In a bustling week for news, stocks climbed higher as a positive US inflation report suggested that the Federal Reserve might cut interest rates sooner than anticipated. The blue-chip S&P 500 index rose by 1.1%, achieving a new record high, while the technology-focused Nasdaq index increased by 0.4%.
The Bureau of Labor Statistics announced that annual US consumer price inflation slowed more than expected to 3% in June, marking the lowest level in a year. This report followed Federal Reserve Chair Jerome Powell’s statement to Congress that “more good data” is necessary before lowering interest rates. Following the inflation report, money market futures now indicate a 99% likelihood that the Fed will begin cutting rates in September.
In corporate news, the second quarter earnings season started with mixed results. Despite surpassing analysts’ forecasts, shares in Wall Street investment banks JPMorgan Chase and Citigroup fell on Friday. Both banks cautioned that some account holders are feeling the impact of the higher cost of living and are becoming more cautious with their spending. Citi’s consumer lending business, including its credit cards, dropped 74% from a year earlier, and JPMorgan increased its provision for credit losses to $3.05 billion.
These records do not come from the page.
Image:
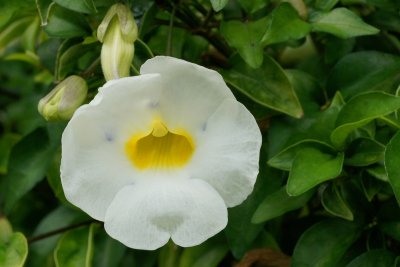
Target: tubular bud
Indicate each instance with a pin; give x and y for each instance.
(64, 99)
(117, 32)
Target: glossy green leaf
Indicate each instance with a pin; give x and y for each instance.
(325, 5)
(370, 71)
(284, 159)
(209, 253)
(364, 152)
(61, 25)
(268, 85)
(75, 248)
(374, 258)
(246, 38)
(7, 141)
(342, 23)
(83, 6)
(239, 218)
(392, 164)
(311, 167)
(13, 246)
(28, 164)
(278, 203)
(325, 243)
(218, 4)
(334, 202)
(284, 24)
(359, 111)
(254, 5)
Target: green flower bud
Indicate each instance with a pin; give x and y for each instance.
(117, 32)
(64, 99)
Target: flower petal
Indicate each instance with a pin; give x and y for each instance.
(145, 215)
(192, 93)
(94, 165)
(228, 152)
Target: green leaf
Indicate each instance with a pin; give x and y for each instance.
(239, 217)
(278, 203)
(392, 164)
(325, 5)
(7, 141)
(75, 248)
(218, 4)
(370, 71)
(209, 253)
(246, 38)
(311, 167)
(268, 85)
(325, 243)
(359, 111)
(83, 6)
(333, 202)
(374, 258)
(364, 152)
(284, 24)
(284, 159)
(13, 31)
(254, 5)
(341, 22)
(108, 252)
(61, 25)
(13, 246)
(29, 161)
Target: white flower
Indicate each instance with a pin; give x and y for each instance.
(161, 155)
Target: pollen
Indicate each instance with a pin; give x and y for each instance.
(161, 149)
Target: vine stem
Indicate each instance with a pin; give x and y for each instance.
(60, 231)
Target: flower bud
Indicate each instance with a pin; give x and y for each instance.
(117, 32)
(64, 99)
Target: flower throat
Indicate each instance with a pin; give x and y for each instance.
(161, 149)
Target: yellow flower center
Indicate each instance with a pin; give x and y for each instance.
(161, 149)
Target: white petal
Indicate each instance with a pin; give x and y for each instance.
(192, 93)
(227, 152)
(145, 215)
(94, 165)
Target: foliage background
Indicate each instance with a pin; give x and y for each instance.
(320, 76)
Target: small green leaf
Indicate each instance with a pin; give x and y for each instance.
(334, 203)
(359, 111)
(278, 203)
(246, 38)
(254, 5)
(83, 6)
(284, 159)
(284, 24)
(7, 141)
(374, 258)
(268, 85)
(341, 22)
(218, 4)
(325, 5)
(209, 253)
(392, 164)
(13, 246)
(325, 243)
(61, 25)
(75, 248)
(369, 71)
(311, 167)
(364, 152)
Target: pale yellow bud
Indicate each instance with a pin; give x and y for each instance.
(64, 99)
(117, 32)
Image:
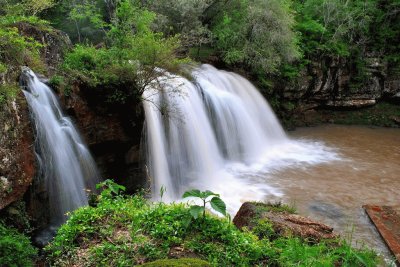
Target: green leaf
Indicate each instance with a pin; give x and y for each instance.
(208, 193)
(192, 193)
(196, 210)
(218, 205)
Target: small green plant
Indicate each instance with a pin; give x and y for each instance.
(207, 197)
(15, 248)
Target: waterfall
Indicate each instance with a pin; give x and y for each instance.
(66, 167)
(214, 133)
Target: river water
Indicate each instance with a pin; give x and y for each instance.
(368, 172)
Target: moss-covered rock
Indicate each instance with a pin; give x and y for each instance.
(15, 248)
(184, 262)
(17, 160)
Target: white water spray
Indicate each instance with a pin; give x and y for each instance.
(220, 134)
(65, 164)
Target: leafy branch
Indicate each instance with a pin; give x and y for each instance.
(207, 197)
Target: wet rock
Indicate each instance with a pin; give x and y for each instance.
(352, 103)
(113, 133)
(55, 43)
(17, 160)
(283, 222)
(330, 82)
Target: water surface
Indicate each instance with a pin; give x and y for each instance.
(368, 172)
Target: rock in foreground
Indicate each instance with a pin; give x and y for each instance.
(283, 222)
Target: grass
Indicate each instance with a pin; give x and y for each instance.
(127, 231)
(382, 114)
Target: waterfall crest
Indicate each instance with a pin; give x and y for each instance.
(66, 167)
(214, 133)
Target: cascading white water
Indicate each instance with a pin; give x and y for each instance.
(65, 164)
(217, 133)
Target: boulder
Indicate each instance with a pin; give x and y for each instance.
(283, 222)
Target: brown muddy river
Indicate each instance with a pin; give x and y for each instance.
(368, 172)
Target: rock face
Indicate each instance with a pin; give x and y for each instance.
(333, 82)
(113, 133)
(283, 222)
(17, 160)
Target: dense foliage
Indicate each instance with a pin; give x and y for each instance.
(15, 248)
(123, 231)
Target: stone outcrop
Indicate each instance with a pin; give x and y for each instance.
(283, 222)
(113, 133)
(331, 82)
(17, 160)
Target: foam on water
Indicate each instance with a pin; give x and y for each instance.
(218, 133)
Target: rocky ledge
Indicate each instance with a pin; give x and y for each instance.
(283, 222)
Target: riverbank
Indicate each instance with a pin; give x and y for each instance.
(383, 114)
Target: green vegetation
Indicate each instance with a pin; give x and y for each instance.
(131, 57)
(177, 263)
(216, 203)
(15, 248)
(129, 230)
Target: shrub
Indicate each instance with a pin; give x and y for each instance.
(184, 262)
(15, 248)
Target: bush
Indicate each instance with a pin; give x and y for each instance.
(185, 262)
(124, 231)
(15, 248)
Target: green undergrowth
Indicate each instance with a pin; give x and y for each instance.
(382, 114)
(127, 231)
(15, 248)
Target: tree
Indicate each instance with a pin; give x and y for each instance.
(257, 33)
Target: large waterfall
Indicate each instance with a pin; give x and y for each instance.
(218, 133)
(65, 164)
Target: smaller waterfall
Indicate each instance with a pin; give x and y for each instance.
(66, 167)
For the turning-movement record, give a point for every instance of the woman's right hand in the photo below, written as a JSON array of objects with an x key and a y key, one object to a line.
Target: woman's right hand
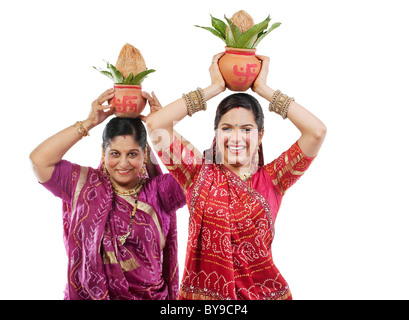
[
  {"x": 100, "y": 111},
  {"x": 215, "y": 74}
]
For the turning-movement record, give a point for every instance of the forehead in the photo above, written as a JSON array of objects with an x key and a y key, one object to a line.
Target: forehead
[
  {"x": 123, "y": 142},
  {"x": 239, "y": 116}
]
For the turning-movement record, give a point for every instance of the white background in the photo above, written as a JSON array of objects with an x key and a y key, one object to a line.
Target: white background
[{"x": 341, "y": 232}]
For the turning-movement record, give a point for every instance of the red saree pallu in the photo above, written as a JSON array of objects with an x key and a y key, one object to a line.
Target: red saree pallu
[{"x": 231, "y": 225}]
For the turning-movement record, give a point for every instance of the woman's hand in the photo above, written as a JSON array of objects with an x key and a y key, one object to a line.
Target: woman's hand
[
  {"x": 154, "y": 104},
  {"x": 100, "y": 111},
  {"x": 260, "y": 83},
  {"x": 215, "y": 74}
]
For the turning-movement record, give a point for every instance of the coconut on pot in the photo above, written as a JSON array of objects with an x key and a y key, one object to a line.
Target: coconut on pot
[{"x": 127, "y": 75}]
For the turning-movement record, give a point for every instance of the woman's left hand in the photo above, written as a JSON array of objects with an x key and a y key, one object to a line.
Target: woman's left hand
[
  {"x": 261, "y": 80},
  {"x": 153, "y": 103},
  {"x": 100, "y": 111}
]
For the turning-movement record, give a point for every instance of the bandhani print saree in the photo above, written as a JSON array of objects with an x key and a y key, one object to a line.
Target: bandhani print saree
[{"x": 231, "y": 226}]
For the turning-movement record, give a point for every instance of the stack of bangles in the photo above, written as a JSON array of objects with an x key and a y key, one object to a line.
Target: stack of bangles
[
  {"x": 82, "y": 131},
  {"x": 279, "y": 103},
  {"x": 194, "y": 101}
]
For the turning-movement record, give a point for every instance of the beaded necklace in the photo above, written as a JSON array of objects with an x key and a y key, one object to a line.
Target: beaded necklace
[{"x": 134, "y": 191}]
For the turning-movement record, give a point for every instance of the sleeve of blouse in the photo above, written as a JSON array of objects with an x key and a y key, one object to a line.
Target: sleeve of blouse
[
  {"x": 63, "y": 180},
  {"x": 182, "y": 160},
  {"x": 288, "y": 168}
]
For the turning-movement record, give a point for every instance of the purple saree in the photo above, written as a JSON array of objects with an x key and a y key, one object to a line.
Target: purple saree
[{"x": 99, "y": 265}]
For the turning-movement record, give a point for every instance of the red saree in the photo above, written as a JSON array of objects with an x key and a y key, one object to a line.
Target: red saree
[{"x": 231, "y": 226}]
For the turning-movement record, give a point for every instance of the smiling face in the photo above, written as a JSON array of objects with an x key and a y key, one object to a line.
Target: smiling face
[
  {"x": 124, "y": 159},
  {"x": 237, "y": 138}
]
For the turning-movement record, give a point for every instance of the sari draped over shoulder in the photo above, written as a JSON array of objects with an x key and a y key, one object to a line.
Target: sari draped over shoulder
[
  {"x": 231, "y": 226},
  {"x": 99, "y": 265}
]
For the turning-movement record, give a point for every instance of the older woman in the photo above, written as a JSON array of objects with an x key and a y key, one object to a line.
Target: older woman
[
  {"x": 233, "y": 197},
  {"x": 119, "y": 219}
]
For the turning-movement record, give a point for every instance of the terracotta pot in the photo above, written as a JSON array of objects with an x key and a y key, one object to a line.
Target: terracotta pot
[
  {"x": 128, "y": 100},
  {"x": 239, "y": 68}
]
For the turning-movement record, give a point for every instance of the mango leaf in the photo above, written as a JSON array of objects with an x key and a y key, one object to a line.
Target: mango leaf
[
  {"x": 248, "y": 38},
  {"x": 214, "y": 31},
  {"x": 219, "y": 25},
  {"x": 275, "y": 25},
  {"x": 105, "y": 73},
  {"x": 128, "y": 79},
  {"x": 137, "y": 80},
  {"x": 118, "y": 78},
  {"x": 233, "y": 34}
]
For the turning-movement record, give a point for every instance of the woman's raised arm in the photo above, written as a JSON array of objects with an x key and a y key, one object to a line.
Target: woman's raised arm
[{"x": 51, "y": 151}]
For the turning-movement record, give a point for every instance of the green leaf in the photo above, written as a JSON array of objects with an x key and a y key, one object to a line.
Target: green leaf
[
  {"x": 128, "y": 79},
  {"x": 137, "y": 80},
  {"x": 214, "y": 31},
  {"x": 233, "y": 34},
  {"x": 248, "y": 38},
  {"x": 275, "y": 25},
  {"x": 118, "y": 78},
  {"x": 220, "y": 26},
  {"x": 105, "y": 73}
]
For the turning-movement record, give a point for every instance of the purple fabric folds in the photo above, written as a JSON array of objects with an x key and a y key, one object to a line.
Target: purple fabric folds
[{"x": 99, "y": 265}]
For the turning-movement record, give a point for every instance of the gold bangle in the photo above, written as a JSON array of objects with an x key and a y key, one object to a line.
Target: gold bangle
[
  {"x": 194, "y": 101},
  {"x": 201, "y": 97},
  {"x": 280, "y": 103},
  {"x": 285, "y": 107},
  {"x": 82, "y": 131},
  {"x": 189, "y": 104},
  {"x": 273, "y": 100}
]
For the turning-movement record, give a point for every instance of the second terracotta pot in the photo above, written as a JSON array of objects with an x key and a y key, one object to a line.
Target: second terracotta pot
[
  {"x": 239, "y": 68},
  {"x": 128, "y": 100}
]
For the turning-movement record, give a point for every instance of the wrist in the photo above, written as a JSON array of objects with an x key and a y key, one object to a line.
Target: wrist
[
  {"x": 88, "y": 124},
  {"x": 264, "y": 91},
  {"x": 212, "y": 91}
]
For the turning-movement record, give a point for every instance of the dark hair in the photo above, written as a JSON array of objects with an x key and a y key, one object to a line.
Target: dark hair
[
  {"x": 242, "y": 100},
  {"x": 124, "y": 126}
]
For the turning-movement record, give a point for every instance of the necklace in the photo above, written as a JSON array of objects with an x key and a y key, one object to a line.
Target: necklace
[{"x": 135, "y": 191}]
Goldman Sachs reported on Monday, and its shares rose by 3% after announcing that profits more than doubled to $3 billion in the second quarter, boosted by increased dealmaking and trading activity in bonds and equities. Goldman advised on ExxonMobil’s $60 billion acquisition of Pioneer Natural Resources during the quarter. CEO David Solomon told analysts that he believes “we are in the early innings of a capital markets and M&A recovery.”
An upgrade by Morgan Stanley propelled Apple shares to a new all-time high, increasing its market valuation to $3.6 trillion. Analysts at the brokerage expect Apple’s suite of artificial intelligence services to drive a record number of its 1.3 billion users to upgrade their iPhones, iPads, and iMacs. Apple also revealed that its annual sales in India rose 33% to almost $8 billion in the year ending in March. This record performance in the world’s most populous country comes at a crucial time as Apple faces more challenging conditions in China, including trade tensions with the US.
The attempted assassination of Donald Trump on Saturday evening shocked the world but had little impact on the markets. However, the expectation that this event will boost his election campaign led to a surge of more than 30% in the shares of Trump Media & Technology Group on Monday.
Closer to home, shares in Burberry plummeted 16% on Monday after it warned that annual profits would fall short of expectations. This prompted the company to replace its chief executive and suspend its dividend. The British fashion group has struggled to revitalise its brand since Christopher Bailey’s departure in 2017 and hopes that new CEO Joshua Schulman can drive the turnaround that his predecessors failed to achieve.
In commodity markets, Brent Crude fell back below $85 a barrel following China’s second quarter GDP report, which did not meet expectations. China’s National Bureau of Statistics reported that the economy grew 4.7% year-on-year, down from 5.3% in the first quarter, due to weaker consumer spending and a downturn in its property sector. China remains the world’s largest importer of crude oil.
The week’s developments show a complex interplay between corporate performances, economic data, and geopolitical events, influencing both market trends and investor sentiment.